J’espère que nos dirigeants vont en prendre la mesure. Le télétravail, en tout cas, pour certaines branches professionnelles, ce n’est peut-être pas si mal. En fait, c’est le bon côté du truc. Sans le faire exprès, on a trouvé le moyen pour l’environnement. On voit que ça marche un peu ; il faudrait en tirer la leçon. Mais dès l’arrêt du confinement, les fabricants de bagnoles vont avoir envie de revendre leurs bagnoles ; les marchands d’essence envie de vendre leur pétrole… Tout va repartir de plus belle. Ça, c’est de l’humain, on ne retient jamais les choses. On est un peu con.
Que préparez-vous en ce moment ?
Un bouquin, mais en parler est un petit peu prématuré. Changement d’éditeur, rachat de contrat… c’est un peu compliqué. Sinon, je bosse pour Marvel. Je leur fais des couvertures.
Comment avez-vous été amené à travailler pour eux ?

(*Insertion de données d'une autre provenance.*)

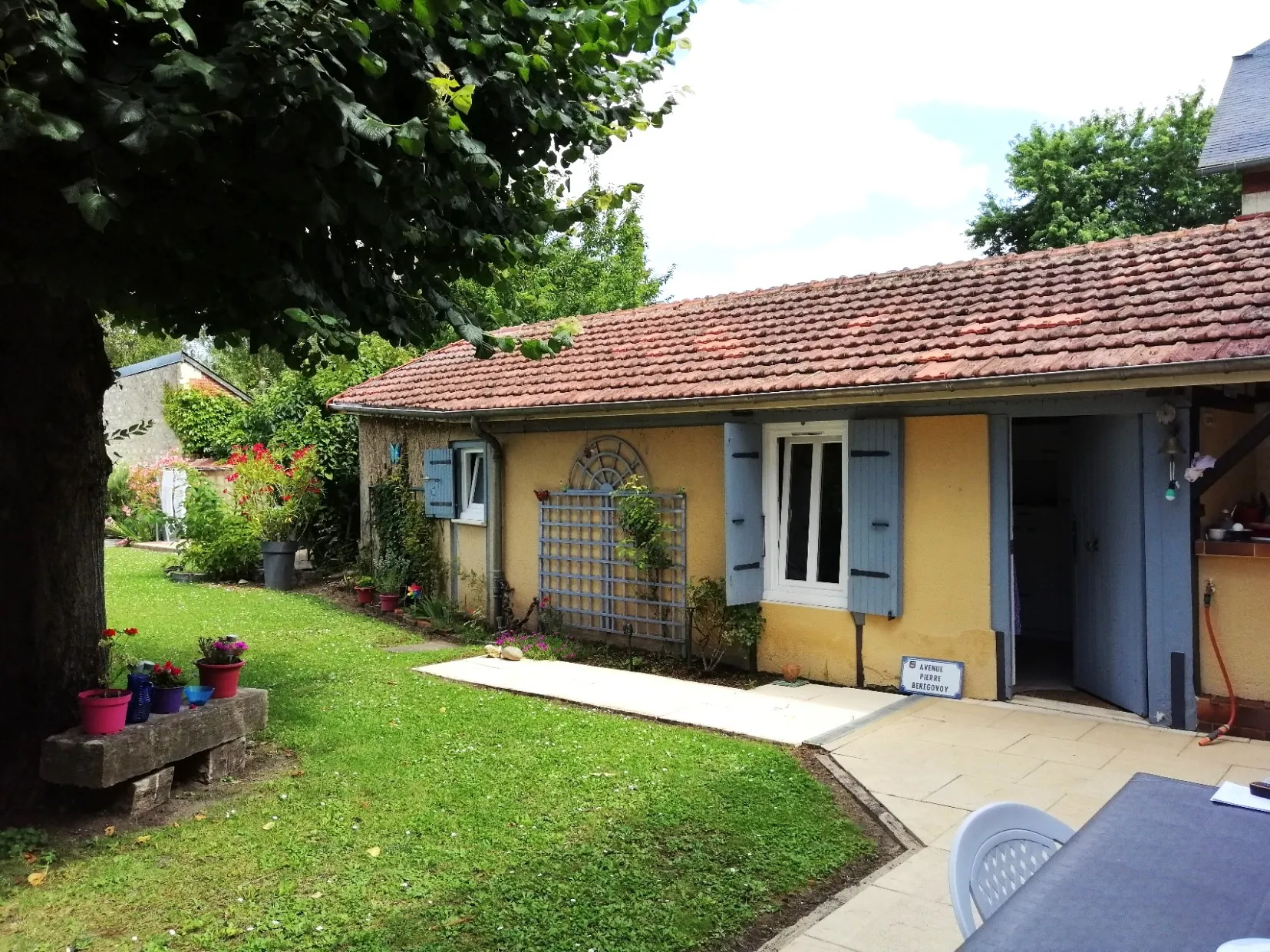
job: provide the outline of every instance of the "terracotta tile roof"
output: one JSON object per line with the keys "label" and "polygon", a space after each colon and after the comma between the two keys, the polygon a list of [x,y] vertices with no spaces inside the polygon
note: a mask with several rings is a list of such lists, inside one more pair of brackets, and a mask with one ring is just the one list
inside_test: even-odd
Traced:
{"label": "terracotta tile roof", "polygon": [[673,301],[583,327],[540,362],[451,344],[331,405],[568,409],[1270,357],[1270,218]]}

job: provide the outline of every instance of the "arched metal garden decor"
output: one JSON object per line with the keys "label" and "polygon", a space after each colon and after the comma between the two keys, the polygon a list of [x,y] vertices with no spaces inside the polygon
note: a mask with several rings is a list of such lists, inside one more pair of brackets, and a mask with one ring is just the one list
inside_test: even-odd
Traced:
{"label": "arched metal garden decor", "polygon": [[649,484],[639,453],[620,437],[589,440],[563,490],[538,491],[538,597],[570,632],[602,640],[639,638],[688,651],[687,500],[650,493],[667,528],[673,565],[655,583],[641,578],[621,551],[617,509],[631,476]]}
{"label": "arched metal garden decor", "polygon": [[611,493],[631,476],[648,482],[644,461],[621,437],[598,437],[582,448],[569,470],[569,489]]}

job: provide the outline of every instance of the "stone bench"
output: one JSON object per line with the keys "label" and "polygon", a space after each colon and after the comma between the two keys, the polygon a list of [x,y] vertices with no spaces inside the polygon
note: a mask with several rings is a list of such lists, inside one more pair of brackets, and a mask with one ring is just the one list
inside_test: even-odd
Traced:
{"label": "stone bench", "polygon": [[[79,727],[46,737],[39,776],[50,783],[122,792],[136,816],[165,802],[171,792],[173,767],[190,762],[203,783],[241,773],[246,765],[246,735],[269,720],[269,692],[239,688],[230,698],[198,708],[150,715],[118,734],[84,734]],[[130,783],[131,781],[131,783]]]}

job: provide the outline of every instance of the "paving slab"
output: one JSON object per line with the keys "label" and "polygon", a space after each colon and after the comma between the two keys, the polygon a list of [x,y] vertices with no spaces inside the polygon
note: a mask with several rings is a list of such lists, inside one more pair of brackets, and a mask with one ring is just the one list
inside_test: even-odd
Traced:
{"label": "paving slab", "polygon": [[753,691],[597,668],[572,661],[461,658],[413,670],[438,678],[572,701],[607,711],[740,734],[780,744],[803,744],[904,701],[900,694],[824,684]]}
{"label": "paving slab", "polygon": [[1074,704],[932,698],[884,710],[827,746],[925,848],[828,914],[812,913],[772,949],[951,952],[961,935],[949,905],[946,850],[972,810],[1013,800],[1080,828],[1138,770],[1208,784],[1270,773],[1270,743],[1200,748],[1199,736]]}

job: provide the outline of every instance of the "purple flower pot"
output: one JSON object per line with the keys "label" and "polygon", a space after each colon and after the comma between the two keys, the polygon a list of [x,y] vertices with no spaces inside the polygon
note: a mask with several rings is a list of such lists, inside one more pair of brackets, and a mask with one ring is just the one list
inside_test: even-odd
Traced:
{"label": "purple flower pot", "polygon": [[177,713],[182,701],[185,699],[184,688],[151,688],[150,712],[151,713]]}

J’ai pris un agent pour s’occuper un peu de mon business aux États-Unis. J’avais déjà travaillé avec des éditeurs americains, il y a une petite trentaine d’années. J’avais fait un Star Wars et ça avait bien plu. Dans les années 80, on faisait des franchises en jouets, mais aussi des comix. Un nouvel éditeur qui s’appelait Dark Horse avait sorti un bouquin aux USA, le premier de SF que j’avais fait en France. Du coup, le patron de la boîte est venu me trouver à Angoulême. On a signé le contrat et on est allé au ranch, chez Lucas, à côté de San Francisco. Je ne l’ai pas rencontré mais, voilà, j’ai fait ce bouquin [L’Héritier de l’Empire]. Et comme Disney a racheté Lucasfilms, puis Marvel…

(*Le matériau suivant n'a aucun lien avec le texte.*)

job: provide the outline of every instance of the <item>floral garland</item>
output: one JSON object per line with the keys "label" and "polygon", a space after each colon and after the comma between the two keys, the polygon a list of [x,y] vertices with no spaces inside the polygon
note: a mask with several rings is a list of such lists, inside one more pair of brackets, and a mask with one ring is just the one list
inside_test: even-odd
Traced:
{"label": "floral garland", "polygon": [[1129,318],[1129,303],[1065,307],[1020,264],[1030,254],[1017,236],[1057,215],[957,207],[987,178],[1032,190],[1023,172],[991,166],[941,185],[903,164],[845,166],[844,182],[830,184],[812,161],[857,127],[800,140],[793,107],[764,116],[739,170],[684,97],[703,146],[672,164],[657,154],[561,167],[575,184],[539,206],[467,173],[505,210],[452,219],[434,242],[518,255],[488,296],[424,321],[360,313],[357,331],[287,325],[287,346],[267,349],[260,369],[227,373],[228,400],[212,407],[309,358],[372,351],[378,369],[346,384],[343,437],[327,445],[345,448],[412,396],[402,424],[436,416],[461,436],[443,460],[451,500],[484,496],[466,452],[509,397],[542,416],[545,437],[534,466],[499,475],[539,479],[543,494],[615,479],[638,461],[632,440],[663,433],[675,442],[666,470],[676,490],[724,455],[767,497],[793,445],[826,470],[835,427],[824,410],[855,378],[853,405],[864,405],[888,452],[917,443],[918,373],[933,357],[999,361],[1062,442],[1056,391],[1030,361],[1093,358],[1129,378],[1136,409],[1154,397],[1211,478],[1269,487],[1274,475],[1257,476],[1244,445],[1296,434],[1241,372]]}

Gamin, j’adorais les personnages de Marvel, Spiderman… Maintenant, c’est devenu hyper populaire avec le cinéma. Mes influences viennent plus du comics que de la BD franco belge et, c’est vrai, dès que j’ai eu l’opportunité de dessiner tous ces personnages… Même si j’ai 60 balais, j’ai toujours 15 ans d’âge mental !

 

Biographie

Né en 1959 au Havre, Olivier Vatine démarre sa carrière dans le magazine Circus, puis entre avec son copain de classe Thierry Cailleteau, à Pilote. Naissent Fred et Bob, deux adolescents dragueurs et gaffeurs. Chez Fluide glacial, ils créent Stan Pulsar, l’aventurier des galaxies. Aux Éditions Delcourt, Cailleteau et Vatine proposent le récit humaniste Aquablue, un franc succès. Scénariste d’un western, Adios Palomita, et de pirates fantastiques en collaboration avec Pecqueur, Blanchard et Cassegrain, il est aussi le dessinateur de la trilogie Star Wars pour Dark Horse et du western nommé Angela… Après avoir codirigé le label Série B, il crée sa maison d’édition de produits dérivés, Comix Buro. Il est l’auteur de Infinity 8, chez Rue de Sèvres, un scénario co-écrit avec un autre Montpellierain, Lewis Trondheim.